Search code examples
regexbatch-filebatch-processingfindstr

Trying to extract a GUID from a text, using batch (findstr + regexp)


I want to isolate a specific string from a text provided in a variable, using batch, but it doesn't seem to work as intended. I may do the regexp wrong, or maybe I misunderstood the way "findstr" works.

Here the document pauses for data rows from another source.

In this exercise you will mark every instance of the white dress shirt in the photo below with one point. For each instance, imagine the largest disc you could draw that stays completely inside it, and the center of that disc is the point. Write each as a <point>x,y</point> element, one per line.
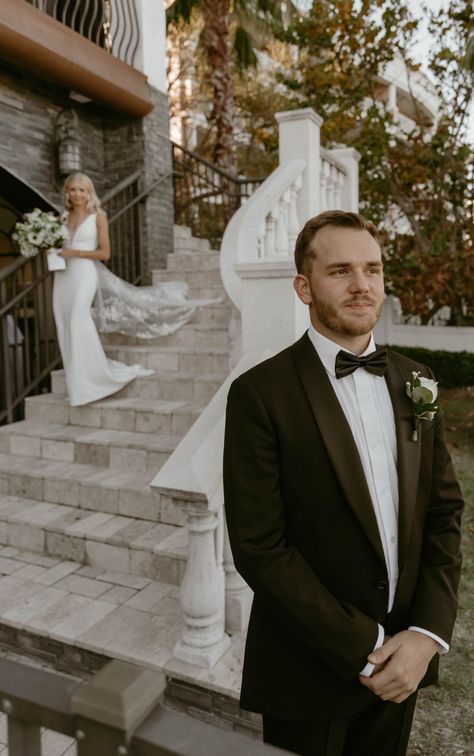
<point>366,403</point>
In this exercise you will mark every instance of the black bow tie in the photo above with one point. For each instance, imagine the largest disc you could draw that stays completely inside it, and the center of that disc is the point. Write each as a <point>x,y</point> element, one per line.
<point>375,362</point>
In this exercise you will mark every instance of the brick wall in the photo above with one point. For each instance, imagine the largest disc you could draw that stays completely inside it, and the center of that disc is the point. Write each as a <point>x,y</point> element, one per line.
<point>112,147</point>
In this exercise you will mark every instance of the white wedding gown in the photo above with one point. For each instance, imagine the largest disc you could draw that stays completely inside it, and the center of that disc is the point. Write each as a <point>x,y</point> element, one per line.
<point>89,374</point>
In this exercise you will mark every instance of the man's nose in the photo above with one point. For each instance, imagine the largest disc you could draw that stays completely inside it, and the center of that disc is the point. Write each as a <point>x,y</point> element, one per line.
<point>358,281</point>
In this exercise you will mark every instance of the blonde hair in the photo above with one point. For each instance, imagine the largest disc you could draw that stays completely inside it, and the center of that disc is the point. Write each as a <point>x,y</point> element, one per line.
<point>93,202</point>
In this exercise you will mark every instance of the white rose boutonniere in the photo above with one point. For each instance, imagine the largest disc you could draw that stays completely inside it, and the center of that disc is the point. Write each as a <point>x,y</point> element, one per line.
<point>423,392</point>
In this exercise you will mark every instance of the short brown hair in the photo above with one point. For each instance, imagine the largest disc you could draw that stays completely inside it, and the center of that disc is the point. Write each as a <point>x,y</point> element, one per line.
<point>304,255</point>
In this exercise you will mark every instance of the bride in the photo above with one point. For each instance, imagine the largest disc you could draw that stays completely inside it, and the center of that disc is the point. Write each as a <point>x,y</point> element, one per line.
<point>142,311</point>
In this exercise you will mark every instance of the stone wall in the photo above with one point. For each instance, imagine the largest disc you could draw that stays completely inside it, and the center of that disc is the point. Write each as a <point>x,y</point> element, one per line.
<point>112,147</point>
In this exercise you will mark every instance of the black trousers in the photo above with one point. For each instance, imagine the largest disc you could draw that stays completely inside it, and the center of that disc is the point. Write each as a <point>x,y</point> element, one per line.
<point>380,729</point>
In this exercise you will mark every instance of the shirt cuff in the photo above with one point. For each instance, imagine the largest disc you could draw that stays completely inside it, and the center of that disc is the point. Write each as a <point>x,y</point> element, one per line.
<point>369,668</point>
<point>443,647</point>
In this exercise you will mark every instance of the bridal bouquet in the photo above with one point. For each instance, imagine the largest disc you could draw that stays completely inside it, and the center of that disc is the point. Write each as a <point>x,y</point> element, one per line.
<point>41,231</point>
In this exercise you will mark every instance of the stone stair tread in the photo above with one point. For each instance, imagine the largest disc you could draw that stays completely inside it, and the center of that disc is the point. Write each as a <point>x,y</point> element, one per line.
<point>123,616</point>
<point>134,403</point>
<point>95,526</point>
<point>165,374</point>
<point>85,474</point>
<point>59,432</point>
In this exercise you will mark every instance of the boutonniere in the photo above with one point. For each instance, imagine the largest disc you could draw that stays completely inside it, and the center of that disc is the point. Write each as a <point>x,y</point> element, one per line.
<point>423,393</point>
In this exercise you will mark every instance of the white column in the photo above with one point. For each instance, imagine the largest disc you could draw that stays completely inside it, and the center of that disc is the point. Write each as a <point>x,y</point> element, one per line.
<point>272,315</point>
<point>151,51</point>
<point>384,331</point>
<point>349,157</point>
<point>299,135</point>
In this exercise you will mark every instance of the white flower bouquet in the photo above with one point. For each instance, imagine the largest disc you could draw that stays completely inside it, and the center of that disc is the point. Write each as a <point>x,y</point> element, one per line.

Te specific string that I need to isolate is a GUID (which has a standard format of alphanumeric characters, arranged in groups of characters separated by a "-", like this: 8-4-4-4-12)

@echo off
setlocal enabledelayedexpansion

SET str="This is a string that has a long uuid: (UUID: 359f975d-2649-4e20-b7c0-b452aaaca4b2)"
SET rx=[a-zA-Z0-9]{8}-[a-zA-Z0-9]{4}-[a-zA-Z0-9]{4}-[a-zA-Z0-9]{4}-[a-zA-Z0-9]{12}

 FOR %%u IN ('FINDSTR /r "!rx!" "!str!"') DO ECHO %%u

endlocal

Basically, what I need is to store the GUID in a separate variable, so I can use it later on. If that can be achieved in a different manner, I'm happy to learn!

Thanks!


Solution

  • @ECHO Off
    SETLOCAL
    SET "str=This is a string that has a long uuid: (UUID: 359f975d-2649-4e20-b7c0-b452aaaca4b2)"
    
    :: Theoretical
    
    SET "hn=[a-f0-9]"
    SET "hn4=%hn%%hn%%hn%%hn%"
    SET "hn8=%hn4%%hn4%"
    SET "wrx=%hn8%-%hn4%-%hn4%-%hn4%-%hn8%%hn4%"
    :again
    IF NOT DEFINED str ECHO notfound&GOTO done
    ECHO %str%|FINDSTR /b /r /i "%wrx%">NUL
    IF ERRORLEVEL 1 (
     REM did not find string
     SET "str=%str:~1%"
     GOTO again
    )
    SET "str=%str:~0,36%"
    ECHO found "%str%"
    
    :done
    
    :: BFI method
    
    SET "str=This is a string that has a long uuid: (UUID: 359f975d-2649-4e20-b7c0-b452aaaca4b2)"
    SET "hn=[a-f0-9]"
    SET "hn4=%hn%%hn%%hn%%hn%"
    SET "hn8=%hn4%%hn4%"
    
    :bfiagain
    IF NOT DEFINED str ECHO notfound&GOTO donebfi
    :: "regex" using brute-force and ignorance
    ECHO %str:~0,9%|FINDSTR /b /i /r  "%hn8%-">NUL
    IF ERRORLEVEL 1 GOTO bfino
    ECHO %str:~9,5%|FINDSTR /b /i /r  "%hn4%-">NUL
    IF ERRORLEVEL 1 GOTO bfino
    ECHO %str:~14,10%|FINDSTR /b /i /r  "%hn4%-%hn4%-">NUL
    IF ERRORLEVEL 1 GOTO bfino
    ECHO %str:~24,12%|FINDSTR /b /i /r  "%hn4%%hn8%">NUL
    :bfino
    IF ERRORLEVEL 1 (
     SET "str=%str:~1%"
     GOTO bfiagain
    )
    SET "str=%str:~0,36%"
    ECHO found "%str%"
    
    :donebfi
    
    GOTO :EOF
    

    Well, not so squeezy...

    Fundamentally, findstr implements a very small subset of regex. It's intended to locate a character-string in a file.

    Theoretically, you could string [a-f0-9] together the requisite number of times and add in the - separators for use as the "regex", then see whether the subject string /b (begins) with such a pattern; lop off the start character if not and repeat until found or subject-string is empty.

    Notes here: I believe GUID uses HEX digits only, not alphanumerics. findstr supports /i to have the comparison made case-insensitively (which shortens the individual "character-match" string). Yes - I know ^ can be used in a regex (even one from Uncle Bill's little programmers' toolset) but I prefer /b.

    The only small problem with this is that it yielded an out of memory error...

    So, feed it small chunks at a time, and it appears happy...

    I've done no further testing, and predict stormy weather if your text-string contains characters which cmd regards as specials - the usual suspects like redirectors, % and rabbit's ears.